The first thing that any prospective spiny-tailed iguana owner needs is an iguana cage. This you will want set up properly before bringing an iguana home as a pet. The iguana is already going to be somewhat distressed moving from one home to another, so the last thing you want to do is cause more stress by having no place to put him while you set up your tank or build an enclosure.

Iguanas need lots of room. That’s why many older pet iguanas become roamers, being given full run of the house. In the wild, iguanas spend most of their time in trees. This gives them a defense again predators, whether in the air or on the ground.  They like trees above water and when threatened, can jump into the water and swim away. Spiny-Tailed Iguanas can also drop onto the ground and run away, from a height anywhere from twenty to forty feet. Likewise, if they are facing a predator on the ground, iguanas can climb a tree to escape danger.
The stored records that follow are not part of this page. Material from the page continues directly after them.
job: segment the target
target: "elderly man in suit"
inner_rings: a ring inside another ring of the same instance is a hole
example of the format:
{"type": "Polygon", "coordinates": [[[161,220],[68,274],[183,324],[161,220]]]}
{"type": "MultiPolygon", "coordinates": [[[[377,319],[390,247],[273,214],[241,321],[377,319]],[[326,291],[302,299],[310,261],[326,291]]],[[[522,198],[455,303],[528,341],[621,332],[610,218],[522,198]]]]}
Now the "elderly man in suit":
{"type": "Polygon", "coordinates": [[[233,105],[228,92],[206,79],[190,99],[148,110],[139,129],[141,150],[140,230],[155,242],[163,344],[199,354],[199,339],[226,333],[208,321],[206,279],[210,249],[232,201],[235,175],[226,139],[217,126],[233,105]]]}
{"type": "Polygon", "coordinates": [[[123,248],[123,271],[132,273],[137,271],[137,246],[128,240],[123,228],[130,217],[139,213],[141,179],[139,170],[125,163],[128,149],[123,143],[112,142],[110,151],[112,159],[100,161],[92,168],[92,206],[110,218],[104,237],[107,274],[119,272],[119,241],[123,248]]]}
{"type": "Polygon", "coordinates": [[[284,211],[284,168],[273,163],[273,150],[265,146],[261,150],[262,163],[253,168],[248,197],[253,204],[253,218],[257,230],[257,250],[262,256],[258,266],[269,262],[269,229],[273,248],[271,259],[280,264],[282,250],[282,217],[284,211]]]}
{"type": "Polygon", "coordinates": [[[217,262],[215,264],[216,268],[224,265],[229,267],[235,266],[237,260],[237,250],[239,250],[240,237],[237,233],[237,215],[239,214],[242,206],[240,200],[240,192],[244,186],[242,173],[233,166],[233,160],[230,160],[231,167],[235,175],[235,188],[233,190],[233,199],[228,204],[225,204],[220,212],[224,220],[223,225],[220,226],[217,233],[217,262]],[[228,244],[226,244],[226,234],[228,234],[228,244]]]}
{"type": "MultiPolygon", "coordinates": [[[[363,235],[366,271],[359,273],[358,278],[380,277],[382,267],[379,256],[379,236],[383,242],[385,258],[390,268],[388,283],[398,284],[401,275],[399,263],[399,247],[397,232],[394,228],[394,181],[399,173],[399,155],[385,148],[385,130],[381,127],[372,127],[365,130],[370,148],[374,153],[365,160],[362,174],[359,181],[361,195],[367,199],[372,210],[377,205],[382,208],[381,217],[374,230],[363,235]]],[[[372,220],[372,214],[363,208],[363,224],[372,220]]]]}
One of the things this behavior reveals about an iguana cage or enclosure is that it must be very large and roomy, and have plenty of overhead climbing space. If you start out with a baby iguana who is nine to twelve inches, you can get by to start with an aquarium that holds around thirty gallons of water. Many people believe that an iguana will not grow larger than his cage. This is simply not true. An iguana is going to grow to be between four and seven feet no matter what.

In the beginning, you can make do with a 29-30 gallon aquarium, some limbs for branches, a basking area, a sleeping area, an eating area, a bowl for water, a heating pad or lamp (no hot rocks–they get too hot!), UV and fluorescent lighting, and lots of greens, other veggies and fruit to make his daily salads. That’s around $20 for your spiny-tailed iguana and $200-$300 in initial equipment.

During the time the baby iguana is adjusting himself to you and his new home, it’s time to start planning his next iguana cage. After all, in one year your pet iguana will be around three feet long and will definitely need more than his 30-gallon aquarium. It’s best if you can buy or build him his permanent home at this time. That needs to be in the range of ten feet long and eight feet high.

Even if you decide to let your spiny-tailed iguana roam, you still have plenty of work to do. The house needs to be made iguana-proof in the same way you would make it child-proof or puppy-proof. That means getting out of his area anything that can harm or injure an iguana. It also means making sure he can’t get out of the windows. Every year, reptile rescue organizations are called out to find and save iguanas who have pushed their way out of screen windows.

Having an iguana as a pet can be a rewarding experience both for you and your iguana. Just make sure to do a little research before getting one, and have his new spiny-tailed iguana cage ready for his arrival.